I can’t move or feel my right leg and they say it’ll take maybe 300 to 400 days for my nerves to regrow and then we will know what will happen to my leg.
His strategy worked with the blows causing the shark to let go and swim away and he was able to get Chantelle to shore.
Chantelle’s knee, calf muscle, tendon, bone, cartilage and nerves were all damaged.
But crucially not her arteries, which could have meant she bled to death.
She explained: “I have my nerves cut in two places and partially severed in two places.
“I can’t move or feel my right leg and they say it’ll take maybe 300 to 400 days for my nerves to regrow and then we will know what will happen to my leg.”
She added because she was an environmental scientist, she understands why sharks were important and that she still loves them.
Bystanders and paramedics treated Chantelle on the sands before she was taken to nearby Port Macquarie Hospital by air ambulance.
She was later flown to Newcastle Hospital where she underwent round upon round of specialist surgery.
Surfer Peter Lobb described hearing her chilling screams as she was being attacked while sitting on her surfboard in the shallows of Shelly Beach.
“It was unbelievable, the scream was incredible and there was splashing everywhere,” another witness Jed Toohey told The Daily Telegraph.

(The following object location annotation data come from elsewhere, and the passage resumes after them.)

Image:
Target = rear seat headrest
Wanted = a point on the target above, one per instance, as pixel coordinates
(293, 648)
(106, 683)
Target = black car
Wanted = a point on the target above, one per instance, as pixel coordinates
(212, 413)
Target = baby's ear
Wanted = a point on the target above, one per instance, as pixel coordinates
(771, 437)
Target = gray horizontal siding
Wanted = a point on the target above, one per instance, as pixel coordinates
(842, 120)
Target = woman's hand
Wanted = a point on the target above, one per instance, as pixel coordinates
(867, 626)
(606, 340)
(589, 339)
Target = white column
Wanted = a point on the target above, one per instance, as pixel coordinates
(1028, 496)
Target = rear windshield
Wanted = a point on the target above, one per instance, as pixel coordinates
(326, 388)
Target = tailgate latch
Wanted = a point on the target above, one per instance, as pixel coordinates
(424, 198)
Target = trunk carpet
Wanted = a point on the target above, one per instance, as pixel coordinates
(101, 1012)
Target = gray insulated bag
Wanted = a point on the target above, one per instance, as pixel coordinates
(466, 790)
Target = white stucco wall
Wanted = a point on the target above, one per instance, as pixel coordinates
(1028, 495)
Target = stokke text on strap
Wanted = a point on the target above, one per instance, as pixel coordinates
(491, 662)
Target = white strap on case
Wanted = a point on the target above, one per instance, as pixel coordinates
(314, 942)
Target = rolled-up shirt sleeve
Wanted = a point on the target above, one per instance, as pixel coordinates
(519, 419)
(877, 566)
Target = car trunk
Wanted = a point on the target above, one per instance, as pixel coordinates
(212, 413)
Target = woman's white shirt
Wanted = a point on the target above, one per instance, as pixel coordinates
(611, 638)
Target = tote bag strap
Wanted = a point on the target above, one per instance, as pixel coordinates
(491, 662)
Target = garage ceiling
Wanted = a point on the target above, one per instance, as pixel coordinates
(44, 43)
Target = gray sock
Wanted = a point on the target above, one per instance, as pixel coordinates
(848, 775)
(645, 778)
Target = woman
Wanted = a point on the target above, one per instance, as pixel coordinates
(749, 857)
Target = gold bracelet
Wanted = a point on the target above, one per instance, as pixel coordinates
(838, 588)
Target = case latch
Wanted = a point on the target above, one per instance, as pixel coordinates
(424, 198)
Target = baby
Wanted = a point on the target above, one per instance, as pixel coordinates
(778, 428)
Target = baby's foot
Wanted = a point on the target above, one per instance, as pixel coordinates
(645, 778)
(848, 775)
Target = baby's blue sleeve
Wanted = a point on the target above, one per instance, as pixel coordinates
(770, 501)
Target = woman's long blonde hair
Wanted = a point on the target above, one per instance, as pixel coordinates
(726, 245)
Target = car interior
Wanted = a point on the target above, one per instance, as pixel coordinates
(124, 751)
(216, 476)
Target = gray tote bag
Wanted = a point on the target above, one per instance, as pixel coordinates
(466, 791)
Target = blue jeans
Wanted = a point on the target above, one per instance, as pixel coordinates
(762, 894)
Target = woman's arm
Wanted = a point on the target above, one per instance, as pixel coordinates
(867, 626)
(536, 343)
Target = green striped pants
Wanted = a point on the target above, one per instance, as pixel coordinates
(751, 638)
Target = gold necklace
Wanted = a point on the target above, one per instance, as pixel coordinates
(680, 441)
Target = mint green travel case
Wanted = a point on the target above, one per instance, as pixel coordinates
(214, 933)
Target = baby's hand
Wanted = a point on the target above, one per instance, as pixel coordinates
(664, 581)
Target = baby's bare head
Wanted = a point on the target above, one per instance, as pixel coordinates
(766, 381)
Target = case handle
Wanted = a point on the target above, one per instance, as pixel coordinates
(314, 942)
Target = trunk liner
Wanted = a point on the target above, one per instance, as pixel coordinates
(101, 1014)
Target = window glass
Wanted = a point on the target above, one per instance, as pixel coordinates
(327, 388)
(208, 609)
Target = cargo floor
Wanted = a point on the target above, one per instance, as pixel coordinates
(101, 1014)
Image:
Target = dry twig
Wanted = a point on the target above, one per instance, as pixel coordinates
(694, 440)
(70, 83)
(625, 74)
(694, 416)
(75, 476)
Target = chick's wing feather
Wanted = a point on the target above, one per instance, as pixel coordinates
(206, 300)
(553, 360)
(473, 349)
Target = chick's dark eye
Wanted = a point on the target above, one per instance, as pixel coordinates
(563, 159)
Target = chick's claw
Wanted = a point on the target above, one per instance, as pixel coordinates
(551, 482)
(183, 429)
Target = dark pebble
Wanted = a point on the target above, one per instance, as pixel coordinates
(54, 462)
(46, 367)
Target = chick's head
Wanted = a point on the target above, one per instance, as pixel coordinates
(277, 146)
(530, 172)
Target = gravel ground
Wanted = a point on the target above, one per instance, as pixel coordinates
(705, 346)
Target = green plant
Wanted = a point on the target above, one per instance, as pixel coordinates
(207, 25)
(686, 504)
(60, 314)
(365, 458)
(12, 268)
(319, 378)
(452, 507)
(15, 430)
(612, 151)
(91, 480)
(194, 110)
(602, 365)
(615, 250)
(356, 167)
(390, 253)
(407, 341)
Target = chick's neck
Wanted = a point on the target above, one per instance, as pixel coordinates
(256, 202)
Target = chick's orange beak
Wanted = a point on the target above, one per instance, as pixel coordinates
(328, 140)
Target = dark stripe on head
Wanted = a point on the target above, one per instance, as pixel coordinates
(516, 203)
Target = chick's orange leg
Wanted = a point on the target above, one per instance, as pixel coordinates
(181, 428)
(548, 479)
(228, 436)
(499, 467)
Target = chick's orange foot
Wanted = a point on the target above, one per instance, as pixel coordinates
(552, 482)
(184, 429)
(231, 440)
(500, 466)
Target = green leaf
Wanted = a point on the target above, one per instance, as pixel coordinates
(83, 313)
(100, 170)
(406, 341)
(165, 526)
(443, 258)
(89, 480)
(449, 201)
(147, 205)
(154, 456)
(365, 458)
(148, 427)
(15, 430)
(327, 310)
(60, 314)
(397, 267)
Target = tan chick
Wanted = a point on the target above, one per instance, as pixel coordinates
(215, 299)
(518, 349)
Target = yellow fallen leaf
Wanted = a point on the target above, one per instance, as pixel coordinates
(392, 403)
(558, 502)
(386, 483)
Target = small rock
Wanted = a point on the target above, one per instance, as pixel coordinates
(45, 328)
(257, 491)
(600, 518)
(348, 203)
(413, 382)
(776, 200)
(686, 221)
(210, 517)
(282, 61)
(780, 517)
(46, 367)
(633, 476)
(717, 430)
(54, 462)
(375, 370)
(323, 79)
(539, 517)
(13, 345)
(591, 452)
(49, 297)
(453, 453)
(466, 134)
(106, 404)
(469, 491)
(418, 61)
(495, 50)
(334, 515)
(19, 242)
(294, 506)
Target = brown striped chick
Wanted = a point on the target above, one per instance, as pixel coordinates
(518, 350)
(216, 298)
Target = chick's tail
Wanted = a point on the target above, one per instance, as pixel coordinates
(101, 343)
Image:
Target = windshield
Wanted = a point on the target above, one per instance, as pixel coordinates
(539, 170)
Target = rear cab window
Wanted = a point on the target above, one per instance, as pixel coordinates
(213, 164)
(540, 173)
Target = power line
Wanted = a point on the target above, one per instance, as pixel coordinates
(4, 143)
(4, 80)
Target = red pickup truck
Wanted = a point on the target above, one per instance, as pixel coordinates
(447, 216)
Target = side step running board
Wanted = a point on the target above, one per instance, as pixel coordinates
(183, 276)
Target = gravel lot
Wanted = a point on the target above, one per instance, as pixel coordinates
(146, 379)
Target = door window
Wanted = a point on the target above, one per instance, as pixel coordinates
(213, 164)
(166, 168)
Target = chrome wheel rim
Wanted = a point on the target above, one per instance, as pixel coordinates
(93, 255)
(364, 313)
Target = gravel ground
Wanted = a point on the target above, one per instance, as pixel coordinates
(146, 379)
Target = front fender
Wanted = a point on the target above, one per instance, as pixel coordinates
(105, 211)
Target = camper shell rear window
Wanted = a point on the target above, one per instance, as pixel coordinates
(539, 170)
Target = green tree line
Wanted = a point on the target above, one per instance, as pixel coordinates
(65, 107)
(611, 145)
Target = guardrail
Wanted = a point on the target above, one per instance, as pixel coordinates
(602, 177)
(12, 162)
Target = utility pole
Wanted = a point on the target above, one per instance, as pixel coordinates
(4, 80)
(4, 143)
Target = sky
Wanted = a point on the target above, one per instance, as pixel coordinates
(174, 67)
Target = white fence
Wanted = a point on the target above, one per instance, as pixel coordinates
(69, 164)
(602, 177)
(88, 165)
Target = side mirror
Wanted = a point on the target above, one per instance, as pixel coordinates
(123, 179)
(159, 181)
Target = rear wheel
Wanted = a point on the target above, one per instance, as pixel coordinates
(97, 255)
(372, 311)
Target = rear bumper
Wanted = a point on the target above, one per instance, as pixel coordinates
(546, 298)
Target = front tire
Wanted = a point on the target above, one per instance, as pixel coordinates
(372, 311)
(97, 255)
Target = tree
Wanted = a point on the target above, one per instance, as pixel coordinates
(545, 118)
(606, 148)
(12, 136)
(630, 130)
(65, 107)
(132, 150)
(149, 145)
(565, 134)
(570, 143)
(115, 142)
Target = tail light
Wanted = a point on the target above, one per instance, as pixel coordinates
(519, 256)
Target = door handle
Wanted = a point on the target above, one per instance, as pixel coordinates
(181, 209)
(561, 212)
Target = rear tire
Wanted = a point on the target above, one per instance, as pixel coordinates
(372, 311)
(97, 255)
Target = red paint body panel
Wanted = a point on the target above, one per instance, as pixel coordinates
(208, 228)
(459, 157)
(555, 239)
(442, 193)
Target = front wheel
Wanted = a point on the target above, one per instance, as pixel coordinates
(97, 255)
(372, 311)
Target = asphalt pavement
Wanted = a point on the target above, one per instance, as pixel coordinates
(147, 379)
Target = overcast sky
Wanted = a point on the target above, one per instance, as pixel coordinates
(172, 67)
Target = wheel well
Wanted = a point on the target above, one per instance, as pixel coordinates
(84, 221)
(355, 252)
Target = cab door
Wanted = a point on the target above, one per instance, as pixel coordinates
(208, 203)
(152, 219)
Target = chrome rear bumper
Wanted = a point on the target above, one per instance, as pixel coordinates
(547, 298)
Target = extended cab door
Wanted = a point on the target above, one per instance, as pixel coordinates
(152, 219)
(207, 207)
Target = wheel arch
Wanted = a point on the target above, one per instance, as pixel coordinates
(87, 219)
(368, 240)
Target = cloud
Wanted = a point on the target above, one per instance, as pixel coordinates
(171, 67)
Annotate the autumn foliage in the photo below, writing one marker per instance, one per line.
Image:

“He (Mark) saved her life…it would have been strong enough to take her out to sea. He was really incredible.”
Bathers on the beach then applied a tourniquet to the victim’s leg to try and stem the bleeding
“Chantelle kept saying, ‘I’m okay’. She was so calm and relaxed. But then her leg started to get numb,” Mr Lobb revealed.
The attack is the third on the Mid North Coast in recent months, NSW Ambulance said.
Fifteen-year-old Mani Hart-Deville was killed north of Coffs Harbour after being savaged in July
He died after being attacked while surfing at Wilsons Headland at Wooli Beach.